The book had considerable critical success. All 11 reviews the Stanford University librarians found for me were substantially favorable. (It helped that no less than three of the reviewers were among the 15 people whose assistance was acknowledged in the preface as participants in the "Dialectics of Biology Group" and "the Campaign against Racism, IQ, and the Class Society.") The reviewers took on the role of a cheering section, applauding blows against the enemy rather than discussing the plausibility of the positions taken. In this they were somewhat less rational than the authors.
The genetics of human behavior is a difficult scientific subject, and we laymen cannot hope to play an influential role in solving its problems. However, there are two issues that concern us and that we can influence.
First, if scientists are to serve as our representatives in discovering the truth about some important aspect of the world, then we must prevent ideologies from limiting the hypotheses they can consider. Such intimidation reached its extreme in the late '40s when Lysenko, with Stalin's help, succeeded in destroying Soviet genetics by getting his opponents fired and sending some of them to die in the Gulag.
Even the American academic campaign of intimidation that this book serves has probably succeeded in keeping many young scientists who don't want to be thought reactionary from studying certain hypotheses for fear of liberal disapproval. Thus, no one mentions the grimmest hypothesis about the cause of a decline in college entrance examination scores in recent years: maybe the eugenicists were right and the lower fertility rate of educated people for 100 years contributed to the reduction in the number of people capable of high college entrance exam scores. The point here is not that this hypothesis is correct; it may or may not be, but in the prevailing political climate no scientist even considers investigating this possibility.
The second proper concern of laymen arises when controversies among scientists impinge on public policy. Then we cannot avoid choosing among the rival proposals. However, even without detailed scientific study, we can tell when intimidation is being attempted.

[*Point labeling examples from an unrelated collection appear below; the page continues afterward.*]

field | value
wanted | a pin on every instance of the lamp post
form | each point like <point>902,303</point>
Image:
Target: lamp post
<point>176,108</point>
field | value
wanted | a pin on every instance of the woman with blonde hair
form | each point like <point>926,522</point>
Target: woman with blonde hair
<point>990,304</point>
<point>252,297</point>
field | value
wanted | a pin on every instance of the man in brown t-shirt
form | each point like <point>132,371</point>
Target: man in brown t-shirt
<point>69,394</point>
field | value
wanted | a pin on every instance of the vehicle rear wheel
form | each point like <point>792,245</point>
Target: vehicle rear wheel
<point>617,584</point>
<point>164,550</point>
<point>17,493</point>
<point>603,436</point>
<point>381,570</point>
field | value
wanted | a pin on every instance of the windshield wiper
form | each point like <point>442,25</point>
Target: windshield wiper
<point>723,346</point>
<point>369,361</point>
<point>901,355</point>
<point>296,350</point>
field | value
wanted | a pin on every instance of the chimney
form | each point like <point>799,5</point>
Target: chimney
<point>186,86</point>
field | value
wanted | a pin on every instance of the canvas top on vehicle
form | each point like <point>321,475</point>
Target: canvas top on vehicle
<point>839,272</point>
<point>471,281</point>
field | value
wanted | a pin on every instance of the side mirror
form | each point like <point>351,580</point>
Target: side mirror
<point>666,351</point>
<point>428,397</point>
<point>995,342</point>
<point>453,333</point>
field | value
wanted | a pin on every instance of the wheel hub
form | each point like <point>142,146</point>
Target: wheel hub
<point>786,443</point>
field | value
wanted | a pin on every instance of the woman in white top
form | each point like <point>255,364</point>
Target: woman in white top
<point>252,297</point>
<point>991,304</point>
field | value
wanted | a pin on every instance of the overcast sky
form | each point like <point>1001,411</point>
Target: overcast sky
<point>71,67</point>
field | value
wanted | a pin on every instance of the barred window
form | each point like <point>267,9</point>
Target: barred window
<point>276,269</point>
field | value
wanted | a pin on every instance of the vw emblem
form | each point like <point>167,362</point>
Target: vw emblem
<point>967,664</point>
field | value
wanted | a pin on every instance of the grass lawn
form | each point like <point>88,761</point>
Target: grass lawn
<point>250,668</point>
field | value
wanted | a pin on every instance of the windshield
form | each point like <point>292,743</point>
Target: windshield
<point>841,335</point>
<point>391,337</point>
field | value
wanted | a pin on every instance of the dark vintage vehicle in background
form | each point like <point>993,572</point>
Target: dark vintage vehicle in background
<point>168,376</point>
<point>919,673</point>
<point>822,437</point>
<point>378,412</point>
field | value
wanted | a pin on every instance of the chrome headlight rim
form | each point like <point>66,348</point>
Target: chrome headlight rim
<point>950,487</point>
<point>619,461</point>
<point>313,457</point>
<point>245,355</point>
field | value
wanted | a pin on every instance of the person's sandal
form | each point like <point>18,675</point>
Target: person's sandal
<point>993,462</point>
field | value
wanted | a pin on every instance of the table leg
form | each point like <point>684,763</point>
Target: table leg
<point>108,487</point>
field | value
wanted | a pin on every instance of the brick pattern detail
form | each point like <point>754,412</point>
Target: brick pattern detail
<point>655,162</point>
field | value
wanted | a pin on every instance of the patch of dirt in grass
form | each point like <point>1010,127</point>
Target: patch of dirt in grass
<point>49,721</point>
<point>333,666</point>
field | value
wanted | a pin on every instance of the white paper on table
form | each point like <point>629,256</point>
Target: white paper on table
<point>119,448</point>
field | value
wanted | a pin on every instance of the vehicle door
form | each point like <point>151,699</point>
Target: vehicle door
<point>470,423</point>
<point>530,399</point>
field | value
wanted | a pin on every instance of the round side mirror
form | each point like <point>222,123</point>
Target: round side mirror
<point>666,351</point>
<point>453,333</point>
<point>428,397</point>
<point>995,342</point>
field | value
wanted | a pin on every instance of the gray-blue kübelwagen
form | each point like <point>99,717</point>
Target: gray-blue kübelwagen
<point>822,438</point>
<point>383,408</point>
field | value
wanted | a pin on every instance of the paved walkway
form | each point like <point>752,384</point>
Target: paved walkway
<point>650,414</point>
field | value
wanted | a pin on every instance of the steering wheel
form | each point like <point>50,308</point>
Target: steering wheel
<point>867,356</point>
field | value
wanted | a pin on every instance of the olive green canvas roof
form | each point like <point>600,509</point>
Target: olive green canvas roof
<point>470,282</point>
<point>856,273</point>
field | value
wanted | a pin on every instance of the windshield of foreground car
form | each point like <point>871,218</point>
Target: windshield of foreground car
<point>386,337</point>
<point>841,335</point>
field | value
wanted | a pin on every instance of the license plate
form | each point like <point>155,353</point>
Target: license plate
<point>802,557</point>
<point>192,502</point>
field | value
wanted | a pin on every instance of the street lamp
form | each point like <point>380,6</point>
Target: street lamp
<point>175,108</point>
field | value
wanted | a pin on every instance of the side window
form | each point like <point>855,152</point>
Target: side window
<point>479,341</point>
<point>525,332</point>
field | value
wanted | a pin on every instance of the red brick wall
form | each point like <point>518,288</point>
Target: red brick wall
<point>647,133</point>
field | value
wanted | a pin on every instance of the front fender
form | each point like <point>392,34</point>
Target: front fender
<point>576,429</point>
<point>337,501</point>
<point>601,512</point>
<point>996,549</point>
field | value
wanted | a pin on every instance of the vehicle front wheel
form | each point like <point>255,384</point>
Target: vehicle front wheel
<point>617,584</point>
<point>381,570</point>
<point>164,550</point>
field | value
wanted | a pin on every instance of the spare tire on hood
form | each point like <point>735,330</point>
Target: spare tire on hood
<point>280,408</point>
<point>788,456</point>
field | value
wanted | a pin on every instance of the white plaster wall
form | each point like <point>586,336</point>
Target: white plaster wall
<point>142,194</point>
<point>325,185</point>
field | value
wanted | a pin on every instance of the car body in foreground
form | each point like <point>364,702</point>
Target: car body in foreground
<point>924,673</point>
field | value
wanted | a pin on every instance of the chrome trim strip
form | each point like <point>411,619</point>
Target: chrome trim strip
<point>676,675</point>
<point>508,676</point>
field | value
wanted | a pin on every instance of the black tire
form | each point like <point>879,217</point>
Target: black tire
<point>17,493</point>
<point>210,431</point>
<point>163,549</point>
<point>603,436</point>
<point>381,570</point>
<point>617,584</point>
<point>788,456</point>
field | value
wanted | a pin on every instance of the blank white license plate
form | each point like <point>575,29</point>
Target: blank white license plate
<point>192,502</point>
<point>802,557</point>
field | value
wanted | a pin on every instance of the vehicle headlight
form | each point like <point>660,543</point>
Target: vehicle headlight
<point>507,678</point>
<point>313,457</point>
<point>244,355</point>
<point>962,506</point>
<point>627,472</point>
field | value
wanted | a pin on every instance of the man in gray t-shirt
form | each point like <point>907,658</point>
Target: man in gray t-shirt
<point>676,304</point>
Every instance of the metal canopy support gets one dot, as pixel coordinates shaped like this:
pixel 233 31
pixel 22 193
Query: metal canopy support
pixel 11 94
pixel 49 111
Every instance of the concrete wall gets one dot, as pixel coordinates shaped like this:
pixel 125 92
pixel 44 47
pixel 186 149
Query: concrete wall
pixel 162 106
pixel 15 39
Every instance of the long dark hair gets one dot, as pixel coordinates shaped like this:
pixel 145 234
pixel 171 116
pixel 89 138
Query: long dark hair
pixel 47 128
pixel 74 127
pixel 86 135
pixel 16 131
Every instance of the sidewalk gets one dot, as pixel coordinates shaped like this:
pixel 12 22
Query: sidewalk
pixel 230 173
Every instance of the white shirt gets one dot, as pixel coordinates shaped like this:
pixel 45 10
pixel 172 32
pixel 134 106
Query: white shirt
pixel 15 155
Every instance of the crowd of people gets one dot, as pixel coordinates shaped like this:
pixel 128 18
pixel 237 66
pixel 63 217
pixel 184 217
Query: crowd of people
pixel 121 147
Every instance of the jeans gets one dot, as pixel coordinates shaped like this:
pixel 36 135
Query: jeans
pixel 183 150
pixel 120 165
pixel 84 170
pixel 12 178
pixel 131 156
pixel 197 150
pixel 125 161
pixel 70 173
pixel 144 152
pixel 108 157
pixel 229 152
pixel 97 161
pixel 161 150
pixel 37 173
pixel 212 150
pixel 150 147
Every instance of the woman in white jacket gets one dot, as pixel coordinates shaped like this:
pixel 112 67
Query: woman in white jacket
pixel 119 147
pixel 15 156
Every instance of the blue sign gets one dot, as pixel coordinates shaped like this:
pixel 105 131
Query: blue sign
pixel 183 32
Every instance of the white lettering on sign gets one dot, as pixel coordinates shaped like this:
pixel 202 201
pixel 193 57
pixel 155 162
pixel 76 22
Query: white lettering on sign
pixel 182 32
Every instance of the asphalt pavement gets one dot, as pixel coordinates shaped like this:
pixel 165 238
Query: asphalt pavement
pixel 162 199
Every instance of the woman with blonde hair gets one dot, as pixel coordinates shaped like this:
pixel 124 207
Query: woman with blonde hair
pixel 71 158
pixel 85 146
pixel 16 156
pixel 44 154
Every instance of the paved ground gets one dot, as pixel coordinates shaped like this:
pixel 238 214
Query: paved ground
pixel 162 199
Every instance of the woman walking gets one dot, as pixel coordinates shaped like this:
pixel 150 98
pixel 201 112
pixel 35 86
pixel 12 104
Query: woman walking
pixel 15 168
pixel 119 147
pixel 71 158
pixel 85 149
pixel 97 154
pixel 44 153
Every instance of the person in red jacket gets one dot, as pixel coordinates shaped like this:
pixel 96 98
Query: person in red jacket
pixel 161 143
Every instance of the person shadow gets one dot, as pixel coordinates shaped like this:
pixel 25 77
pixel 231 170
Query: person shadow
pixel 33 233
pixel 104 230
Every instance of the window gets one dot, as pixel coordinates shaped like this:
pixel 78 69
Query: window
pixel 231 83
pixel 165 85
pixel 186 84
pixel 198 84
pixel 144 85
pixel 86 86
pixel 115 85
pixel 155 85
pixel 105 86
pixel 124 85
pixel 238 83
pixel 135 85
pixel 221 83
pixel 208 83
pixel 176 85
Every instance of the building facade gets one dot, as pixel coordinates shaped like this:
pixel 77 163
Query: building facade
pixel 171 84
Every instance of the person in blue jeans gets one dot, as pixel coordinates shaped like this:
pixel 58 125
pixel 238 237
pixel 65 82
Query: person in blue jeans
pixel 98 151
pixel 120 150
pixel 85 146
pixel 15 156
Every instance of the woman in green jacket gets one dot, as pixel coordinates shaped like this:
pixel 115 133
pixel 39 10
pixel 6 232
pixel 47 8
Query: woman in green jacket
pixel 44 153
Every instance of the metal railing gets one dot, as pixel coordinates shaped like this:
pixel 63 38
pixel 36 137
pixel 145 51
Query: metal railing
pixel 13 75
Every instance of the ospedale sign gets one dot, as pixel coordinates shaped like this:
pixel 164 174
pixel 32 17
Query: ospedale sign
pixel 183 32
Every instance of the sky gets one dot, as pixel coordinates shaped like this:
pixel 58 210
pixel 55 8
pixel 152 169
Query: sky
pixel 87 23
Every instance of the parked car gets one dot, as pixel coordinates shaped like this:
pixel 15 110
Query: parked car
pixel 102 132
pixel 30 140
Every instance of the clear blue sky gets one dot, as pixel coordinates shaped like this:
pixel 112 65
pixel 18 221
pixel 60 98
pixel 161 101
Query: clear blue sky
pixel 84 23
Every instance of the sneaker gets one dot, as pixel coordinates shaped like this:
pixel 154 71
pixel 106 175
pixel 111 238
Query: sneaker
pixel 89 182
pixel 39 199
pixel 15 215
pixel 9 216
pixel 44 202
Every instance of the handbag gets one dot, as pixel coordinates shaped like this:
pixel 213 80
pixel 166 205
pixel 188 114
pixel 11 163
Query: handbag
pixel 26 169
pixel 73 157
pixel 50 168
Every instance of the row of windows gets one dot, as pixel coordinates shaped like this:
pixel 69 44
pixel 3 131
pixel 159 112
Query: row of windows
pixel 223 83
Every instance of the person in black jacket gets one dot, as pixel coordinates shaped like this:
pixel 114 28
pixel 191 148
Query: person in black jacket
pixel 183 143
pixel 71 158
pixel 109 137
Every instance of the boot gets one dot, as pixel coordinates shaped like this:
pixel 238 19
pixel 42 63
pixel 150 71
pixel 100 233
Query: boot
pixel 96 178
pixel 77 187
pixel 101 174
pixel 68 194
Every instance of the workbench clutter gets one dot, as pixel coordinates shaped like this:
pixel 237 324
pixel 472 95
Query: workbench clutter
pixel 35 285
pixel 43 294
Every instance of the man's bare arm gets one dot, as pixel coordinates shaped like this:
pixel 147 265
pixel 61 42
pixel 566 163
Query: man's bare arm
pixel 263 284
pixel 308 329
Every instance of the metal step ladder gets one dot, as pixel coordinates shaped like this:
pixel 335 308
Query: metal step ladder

As a computer scientist concerned with artificial intelligence—with making computer programs solve difficult problems—I offer one comment out of my own speciality. Computers differ only in speed and memory capacity; what one can do, another can also be programmed to do, perhaps more slowly. Human nonintellectual capacities vary by factors of two or three; one man can train to lift twice or three times the weight of another. Therefore, if intelligence were like strength, we would expect that an ordinary person could learn to do physics like Einstein or chess like Bobby Fischer, only taking several times as long for the same result. Since this obviously doesn't happen, the qualitatively superior intellectual performance of some people over others constitutes a puzzle for the future to solve. Solving it will require an open mind.
John McCarthy is a professor of computer science at Stanford University.